Das war einer der Gründe, für die Geburtshelferkröte einen eigenen Teich anzubauen. Der wurde ausgehoben, dann mit einem speziellen tonartigen Material ausgelegt, darüber kamen Erde und eine Folie und zuletzt Schotter und Steine. Der technische Leiter des Arboretums, Michael Dreisvogt, war schnell ins Boot geholt und organisierte finanzielle Unterstützung durch die Deutsche Postcodelotterie. Am Freitag wurde neue Zuhause erstmals der Öffentlichkeit bei einer Führung vorgestellt.

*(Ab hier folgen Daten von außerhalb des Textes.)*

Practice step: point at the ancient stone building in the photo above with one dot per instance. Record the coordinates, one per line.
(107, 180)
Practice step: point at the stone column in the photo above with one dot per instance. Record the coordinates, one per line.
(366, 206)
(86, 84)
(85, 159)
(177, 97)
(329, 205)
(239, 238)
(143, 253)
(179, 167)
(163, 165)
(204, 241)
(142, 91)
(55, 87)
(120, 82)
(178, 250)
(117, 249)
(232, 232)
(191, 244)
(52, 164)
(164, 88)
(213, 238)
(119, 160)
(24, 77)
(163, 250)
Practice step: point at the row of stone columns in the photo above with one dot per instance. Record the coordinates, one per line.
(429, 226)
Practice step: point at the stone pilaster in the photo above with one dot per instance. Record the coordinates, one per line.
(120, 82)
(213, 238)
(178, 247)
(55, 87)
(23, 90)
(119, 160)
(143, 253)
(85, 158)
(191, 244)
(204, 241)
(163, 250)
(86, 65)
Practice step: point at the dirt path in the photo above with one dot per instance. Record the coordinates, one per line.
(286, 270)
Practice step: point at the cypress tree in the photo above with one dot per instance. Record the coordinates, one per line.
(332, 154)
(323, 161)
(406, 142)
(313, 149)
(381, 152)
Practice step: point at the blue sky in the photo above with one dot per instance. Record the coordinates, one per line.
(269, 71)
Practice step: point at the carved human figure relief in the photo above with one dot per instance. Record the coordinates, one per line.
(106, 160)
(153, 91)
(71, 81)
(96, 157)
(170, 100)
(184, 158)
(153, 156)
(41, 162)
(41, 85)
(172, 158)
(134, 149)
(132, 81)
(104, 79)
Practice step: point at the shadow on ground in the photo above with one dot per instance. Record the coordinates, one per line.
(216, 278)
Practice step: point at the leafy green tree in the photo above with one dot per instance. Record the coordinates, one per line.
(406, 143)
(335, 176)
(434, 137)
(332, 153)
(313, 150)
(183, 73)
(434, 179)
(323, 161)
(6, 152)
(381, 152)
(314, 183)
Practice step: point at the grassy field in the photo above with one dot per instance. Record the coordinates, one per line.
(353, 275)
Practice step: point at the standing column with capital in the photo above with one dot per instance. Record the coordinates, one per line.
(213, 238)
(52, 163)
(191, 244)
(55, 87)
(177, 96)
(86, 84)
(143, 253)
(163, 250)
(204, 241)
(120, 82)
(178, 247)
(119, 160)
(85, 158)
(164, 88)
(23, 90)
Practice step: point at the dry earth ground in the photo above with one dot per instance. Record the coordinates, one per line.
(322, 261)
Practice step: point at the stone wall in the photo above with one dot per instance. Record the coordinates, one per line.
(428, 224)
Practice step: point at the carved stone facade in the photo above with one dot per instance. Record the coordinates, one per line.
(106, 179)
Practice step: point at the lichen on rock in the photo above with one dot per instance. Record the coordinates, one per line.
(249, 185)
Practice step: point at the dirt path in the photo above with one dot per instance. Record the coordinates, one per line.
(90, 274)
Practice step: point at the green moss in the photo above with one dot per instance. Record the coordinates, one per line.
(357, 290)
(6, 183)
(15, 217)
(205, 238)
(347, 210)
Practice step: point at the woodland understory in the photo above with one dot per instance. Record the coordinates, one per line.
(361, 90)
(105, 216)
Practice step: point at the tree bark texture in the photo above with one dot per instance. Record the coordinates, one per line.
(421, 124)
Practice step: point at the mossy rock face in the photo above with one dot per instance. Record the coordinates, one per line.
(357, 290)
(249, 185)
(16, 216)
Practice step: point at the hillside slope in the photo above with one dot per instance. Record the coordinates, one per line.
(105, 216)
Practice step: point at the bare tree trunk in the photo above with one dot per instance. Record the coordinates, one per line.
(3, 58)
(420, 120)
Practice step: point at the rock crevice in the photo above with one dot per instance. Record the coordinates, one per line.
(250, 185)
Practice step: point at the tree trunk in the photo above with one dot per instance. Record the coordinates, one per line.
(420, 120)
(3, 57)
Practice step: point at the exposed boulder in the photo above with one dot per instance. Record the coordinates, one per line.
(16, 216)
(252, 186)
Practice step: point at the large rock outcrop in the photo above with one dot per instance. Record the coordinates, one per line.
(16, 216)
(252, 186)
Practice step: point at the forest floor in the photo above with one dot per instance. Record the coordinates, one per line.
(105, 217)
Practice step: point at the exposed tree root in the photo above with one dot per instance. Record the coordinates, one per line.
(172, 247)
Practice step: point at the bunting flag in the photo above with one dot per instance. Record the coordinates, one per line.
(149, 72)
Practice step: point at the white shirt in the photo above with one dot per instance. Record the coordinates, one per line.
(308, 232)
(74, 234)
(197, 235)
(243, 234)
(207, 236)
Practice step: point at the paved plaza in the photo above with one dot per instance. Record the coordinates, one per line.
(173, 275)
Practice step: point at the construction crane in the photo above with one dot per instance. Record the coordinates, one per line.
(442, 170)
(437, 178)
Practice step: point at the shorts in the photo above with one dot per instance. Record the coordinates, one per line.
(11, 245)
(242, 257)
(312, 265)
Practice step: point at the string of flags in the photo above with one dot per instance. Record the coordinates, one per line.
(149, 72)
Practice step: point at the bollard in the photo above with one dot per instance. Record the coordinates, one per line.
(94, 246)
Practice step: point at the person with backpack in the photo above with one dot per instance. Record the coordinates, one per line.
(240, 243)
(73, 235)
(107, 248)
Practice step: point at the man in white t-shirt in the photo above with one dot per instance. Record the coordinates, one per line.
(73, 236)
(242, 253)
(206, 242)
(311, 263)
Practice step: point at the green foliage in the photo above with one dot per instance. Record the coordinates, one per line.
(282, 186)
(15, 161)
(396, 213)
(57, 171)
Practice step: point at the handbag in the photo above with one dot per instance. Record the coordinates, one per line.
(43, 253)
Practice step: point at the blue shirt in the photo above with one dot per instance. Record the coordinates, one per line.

Andere Gründe, dem Glockenfrosch einen eigenen Lebensraum zu schaffen, sind laut Tröltzsch, dass unter anderem Katzen gerne mit den Fröschen spielen, wenn sie sie fangen können. Die größte Gefahr aber geht von dem Pilz Batrachochytrium dendrobatidis, kurz BD-Pilz, aus: Der wurde vermutlich aus dem asiatischen Raum eingeschleppt und hat schon das Ruhrgebiet und die Eifel erreicht. Der Pilz setzt sich in den Hautporen der Amphibien fest, durch die sie atmen und teils auch Nahrung aufnehmen. „Vor allem die Metamorphlinge sind gefährdet“, sagt der Fachmann. Das sind die Tiere, die gerade frisch ans Ufer gekommen sind. Um zu vermeiden, dass man diesen Pilz in den Wald einschleppt, sollte man Schuhe, mit denen man zuvor in anderen Wäldern unterwegs war, mit Desinfektionsmittel behandeln, das mindestens 70 Prozent Ethanol beinhaltet.